A Clockwork Orange (1971) Director: Stanley Kubrick Starring: Malcolm McDowel, Patrick Magee, Michael Bates, Warren Clarke
Stanley Kubrick's adaptation of Anthony Burgess' 1962 novel was a film so incendiary, the thought, that he withdrew it from release in the UK and it went unseen here for an astonishing 27 years. It was only after the director's death in the Spring of 1999, that the iconic images of Malcolm McDowell's exposed eyeballs returned to our screens, alongside the coldly disturbing scenes of rape and beating that pepper the movie's ultraviolent landscape of rampaging thugs, stark, social conditioning and giant penis sculptures. All made somewhat the worse by Kubrick missing out Burgess' redemptive epilogue…
Hard Boiled (1992) Director: John Woo Starring: Chow Yun-Fat, Tony Leung, Teresa Mo, Anthony Wong
John Woo's action-packed thriller retains some of the themes that give his best films soul - redemption through violence, brotherhood, honour among thieves - but really, they're just window dressing for scenes of spectacular gunplay and violence that boggle the mind.
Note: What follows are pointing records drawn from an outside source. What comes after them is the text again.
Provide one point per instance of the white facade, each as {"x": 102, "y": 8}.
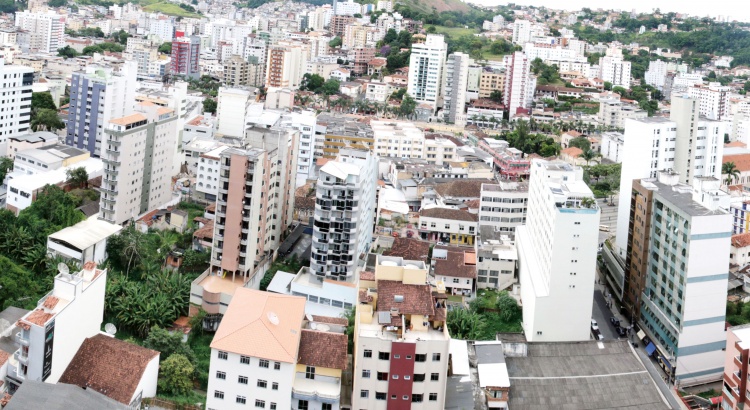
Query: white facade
{"x": 426, "y": 67}
{"x": 16, "y": 106}
{"x": 70, "y": 313}
{"x": 612, "y": 147}
{"x": 503, "y": 206}
{"x": 454, "y": 88}
{"x": 138, "y": 156}
{"x": 344, "y": 214}
{"x": 713, "y": 100}
{"x": 398, "y": 139}
{"x": 557, "y": 254}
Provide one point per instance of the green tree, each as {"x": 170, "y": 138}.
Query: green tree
{"x": 46, "y": 120}
{"x": 67, "y": 52}
{"x": 732, "y": 173}
{"x": 165, "y": 48}
{"x": 77, "y": 177}
{"x": 175, "y": 375}
{"x": 496, "y": 96}
{"x": 210, "y": 105}
{"x": 336, "y": 42}
{"x": 311, "y": 82}
{"x": 6, "y": 164}
{"x": 331, "y": 87}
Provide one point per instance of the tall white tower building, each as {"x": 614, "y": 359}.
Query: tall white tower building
{"x": 344, "y": 214}
{"x": 426, "y": 70}
{"x": 454, "y": 88}
{"x": 557, "y": 254}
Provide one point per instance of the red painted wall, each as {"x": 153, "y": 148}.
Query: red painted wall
{"x": 401, "y": 366}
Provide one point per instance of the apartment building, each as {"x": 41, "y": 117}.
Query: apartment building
{"x": 45, "y": 29}
{"x": 681, "y": 269}
{"x": 736, "y": 359}
{"x": 454, "y": 88}
{"x": 98, "y": 94}
{"x": 344, "y": 214}
{"x": 185, "y": 56}
{"x": 16, "y": 88}
{"x": 426, "y": 66}
{"x": 49, "y": 336}
{"x": 713, "y": 100}
{"x": 398, "y": 139}
{"x": 138, "y": 156}
{"x": 519, "y": 83}
{"x": 503, "y": 206}
{"x": 400, "y": 339}
{"x": 557, "y": 254}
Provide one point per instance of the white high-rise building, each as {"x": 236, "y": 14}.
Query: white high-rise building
{"x": 686, "y": 143}
{"x": 521, "y": 32}
{"x": 454, "y": 88}
{"x": 46, "y": 30}
{"x": 426, "y": 70}
{"x": 138, "y": 154}
{"x": 557, "y": 254}
{"x": 656, "y": 74}
{"x": 519, "y": 84}
{"x": 615, "y": 70}
{"x": 713, "y": 100}
{"x": 344, "y": 214}
{"x": 97, "y": 95}
{"x": 16, "y": 105}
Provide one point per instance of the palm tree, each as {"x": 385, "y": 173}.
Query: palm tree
{"x": 731, "y": 172}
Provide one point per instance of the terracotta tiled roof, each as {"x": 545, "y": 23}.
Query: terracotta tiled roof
{"x": 312, "y": 353}
{"x": 110, "y": 366}
{"x": 261, "y": 324}
{"x": 332, "y": 320}
{"x": 454, "y": 266}
{"x": 417, "y": 298}
{"x": 408, "y": 248}
{"x": 445, "y": 213}
{"x": 462, "y": 189}
{"x": 741, "y": 240}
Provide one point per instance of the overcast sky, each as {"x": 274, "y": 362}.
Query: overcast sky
{"x": 733, "y": 8}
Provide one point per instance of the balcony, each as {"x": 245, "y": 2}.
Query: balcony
{"x": 20, "y": 339}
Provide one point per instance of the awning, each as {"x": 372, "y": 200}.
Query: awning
{"x": 641, "y": 335}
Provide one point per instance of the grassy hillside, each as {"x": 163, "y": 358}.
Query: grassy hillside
{"x": 426, "y": 6}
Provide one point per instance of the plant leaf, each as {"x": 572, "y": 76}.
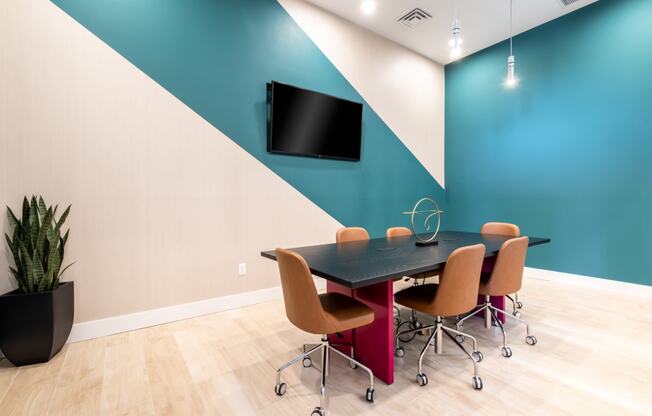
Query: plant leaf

From an opening tea-house massacre to the final 40-minute blast-a-thon in a hospital, Woo unleashes more heavy firepower, squibs and explosions than you would find in your average war scene, co-ordinating it all with the timing of a magician, aided by action stars (lChow Yun-fat and Tony Leung,) action stars who can not only act, but who make American action heroes look like girlymen.